CI/CD Pipelines¶
Pipeline Architecture¶
All six services share a single reusable GitHub Actions workflow (.github/workflows/service-ci-cd.yml). Each service has a thin caller workflow that supplies service-specific parameters. This keeps per-service files under 60 lines while all pipeline logic lives in one place.
.github/workflows/
├── service-ci-cd.yml # Reusable pipeline — all logic lives here
├── booking-service.yml # Caller: canary, node, services/booking
├── availability-service.yml # Caller: canary, node, services/availability
├── patient-service.yml # Caller: canary, node, services/patient
├── search-service.yml # Caller: rolling, node, services/search
├── notification-service.yml # Caller: rolling, node, services/notification
├── practitioner-service.yml # Caller: rolling, node, services/practitioner
└── terraform.yml # Separate pipeline for infrastructure changes
Service Pipeline¶
Stages¶
Stages 1–4 run on every push and pull request. Stages 5–6 only run on merges to main.
lint-and-test → dependency-scan → build-and-push → image-scan → deploy-staging → [approval] → deploy-production
Tool: npm / pytest / golangci-lint / Maven (selected by runtime input)
The reusable workflow supports four runtimes — Node.js, Python, Go, and Java — each with its own setup, dependency install, lint, and test steps. Unused runtimes are skipped via if: inputs.runtime == '...' conditions. Test coverage is uploaded as a 7-day artifact.
Tool: Snyk
Scans the service manifest (package.json, requirements.txt, go.mod) for known CVEs. Blocks the pipeline on HIGH or CRITICAL severity findings. Results are uploaded to the GitHub Advanced Security tab as SARIF.
Tool: Docker Buildx + Amazon ECR
Uses docker/build-push-action with ECR as the BuildKit layer cache backend. Images are tagged with the full SHA, short SHA, and latest. SBOM and provenance attestations are generated on every push.

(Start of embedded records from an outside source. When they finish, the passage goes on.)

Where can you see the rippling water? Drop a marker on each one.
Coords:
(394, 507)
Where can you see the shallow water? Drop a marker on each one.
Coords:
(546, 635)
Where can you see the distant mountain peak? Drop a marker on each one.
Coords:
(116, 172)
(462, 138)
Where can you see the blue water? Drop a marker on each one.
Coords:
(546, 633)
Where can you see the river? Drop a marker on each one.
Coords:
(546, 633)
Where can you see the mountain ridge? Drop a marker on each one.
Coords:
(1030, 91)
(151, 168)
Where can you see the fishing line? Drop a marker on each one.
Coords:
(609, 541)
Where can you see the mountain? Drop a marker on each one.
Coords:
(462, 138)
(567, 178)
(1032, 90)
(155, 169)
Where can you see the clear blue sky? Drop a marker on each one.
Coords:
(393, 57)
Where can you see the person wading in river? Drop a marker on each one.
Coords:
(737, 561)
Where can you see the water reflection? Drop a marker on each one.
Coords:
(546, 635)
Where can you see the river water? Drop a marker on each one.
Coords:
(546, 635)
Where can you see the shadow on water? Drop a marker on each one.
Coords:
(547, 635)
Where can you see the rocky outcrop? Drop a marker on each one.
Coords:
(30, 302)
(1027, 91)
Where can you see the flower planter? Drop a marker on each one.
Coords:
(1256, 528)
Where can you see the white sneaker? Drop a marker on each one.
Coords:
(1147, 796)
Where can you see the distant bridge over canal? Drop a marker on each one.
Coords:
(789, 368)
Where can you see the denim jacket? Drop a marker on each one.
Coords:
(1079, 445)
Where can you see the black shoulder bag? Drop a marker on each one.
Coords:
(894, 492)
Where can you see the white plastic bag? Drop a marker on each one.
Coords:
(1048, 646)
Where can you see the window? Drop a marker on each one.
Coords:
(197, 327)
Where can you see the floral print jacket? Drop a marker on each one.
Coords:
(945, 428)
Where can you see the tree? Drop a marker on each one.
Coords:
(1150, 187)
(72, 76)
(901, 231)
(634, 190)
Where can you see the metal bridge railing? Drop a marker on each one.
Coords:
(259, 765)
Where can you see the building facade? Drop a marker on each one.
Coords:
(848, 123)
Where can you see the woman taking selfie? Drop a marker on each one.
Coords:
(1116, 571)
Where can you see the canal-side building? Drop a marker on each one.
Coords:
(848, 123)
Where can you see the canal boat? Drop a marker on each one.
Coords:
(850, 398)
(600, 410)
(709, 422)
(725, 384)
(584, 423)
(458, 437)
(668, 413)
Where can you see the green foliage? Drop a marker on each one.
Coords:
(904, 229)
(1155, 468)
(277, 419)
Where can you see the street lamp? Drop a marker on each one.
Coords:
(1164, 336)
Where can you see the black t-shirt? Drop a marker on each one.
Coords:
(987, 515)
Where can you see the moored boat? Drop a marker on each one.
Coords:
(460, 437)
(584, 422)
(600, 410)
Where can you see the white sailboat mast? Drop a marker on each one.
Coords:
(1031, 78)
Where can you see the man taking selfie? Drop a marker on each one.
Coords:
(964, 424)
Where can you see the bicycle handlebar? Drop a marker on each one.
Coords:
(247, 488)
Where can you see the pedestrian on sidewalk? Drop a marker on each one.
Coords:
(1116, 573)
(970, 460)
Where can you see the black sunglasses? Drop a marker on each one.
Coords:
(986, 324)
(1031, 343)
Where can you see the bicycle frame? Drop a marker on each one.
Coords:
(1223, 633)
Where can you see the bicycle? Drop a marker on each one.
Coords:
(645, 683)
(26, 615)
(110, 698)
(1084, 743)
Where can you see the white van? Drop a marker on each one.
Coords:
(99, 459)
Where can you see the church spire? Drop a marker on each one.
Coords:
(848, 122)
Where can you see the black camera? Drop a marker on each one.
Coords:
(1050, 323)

- uses: docker/build-push-action@v6
with:
file: docker/Dockerfile
tags: |
${{ env.ECR_REGISTRY }}/service:${{ github.sha }}
${{ env.ECR_REGISTRY }}/service:latest
provenance: true
sbom: true
CI always passes --set image.digest to Helm so Kubernetes pulls by digest, not by the mutable SHA tag.
Tool: Trivy
Scans the freshly pushed ECR image for OS and library vulnerabilities. Blocks on CRITICAL and HIGH. Results uploaded to GitHub Advanced Security as SARIF.
Trigger: merges to main only
Staging always uses a rolling strategy regardless of the service's production strategy. Deployed via Helm with --atomic — if the rollout fails, Helm automatically rolls back to the previous release.
Trigger: merges to main, after staging succeeds
Pauses for manual approval from the platform team via GitHub Environments before proceeding. The production job uses the service's configured strategy (rolling or canary). See Deployment for the canary promotion flow.
AWS Authentication¶
All AWS interactions use GitHub OIDC — no long-lived access keys are stored in GitHub. Three IAM roles are assumed by job type:
| IAM Role | Used By |
|---|---|
github-actions-ecr-push |
Build & Push, Image Scan |
github-actions-eks-deploy-staging |
Deploy Staging |
github-actions-eks-deploy-production |
Deploy Production |
Concurrency Control¶
One deployment per service per ref at a time. A new push to a PR branch cancels the in-flight run for that branch. The production job is protected by the approval gate and cannot be auto-cancelled.
Terraform Pipeline¶
The terraform.yml pipeline manages terraform/environments/production/.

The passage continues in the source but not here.